Gaisi Takeuti's book Proof Theory proves cut elimination for Simple Type Theory (a combined result of several researchers). Thus it proves consistency of Simple Type Theory with full comprehension in each type and with cut as a proof rule. I will abbreviate that consistency statement as Con(STT). The result of interest to me is:
Conservativity Theorem: If you extend a first order theory $T$ to $\widetilde{T}$ by adding all finite higher types (with full comprehension, and cut rule) then $\widetilde{T}$ is conservative over $T$.
My question: What metatheory is best for these results?
First, I believe that Exponential Function Arithmetic (EFA) can formalize the proof theory showing "If Con(STT) then the cut-free proof system for SST is complete." I also believe EFA can formalize the unhypothetical theorem "extending any first order theory $T$ to $\widetilde{T}$ where only cut-free proofs are used in the type theory, is conservative." I have not checked these very well and they may not be true.
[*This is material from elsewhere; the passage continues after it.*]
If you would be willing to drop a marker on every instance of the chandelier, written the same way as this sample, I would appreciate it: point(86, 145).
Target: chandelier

But I hope they are true and already known or at least already obvious to proof theorists.
Second, I believe the straightforward choice of EFA plus Con(STT) is the best metatheory for this. So we regard cut elimination for STT, and the Conservativity Theorem, as depending on Con(STT) and not as proving it. If my beliefs above are correct, then this metatheory is adequate and well suited to the task. But is some better known, or more canonical, metatheory no stronger than this one yet still sufficient?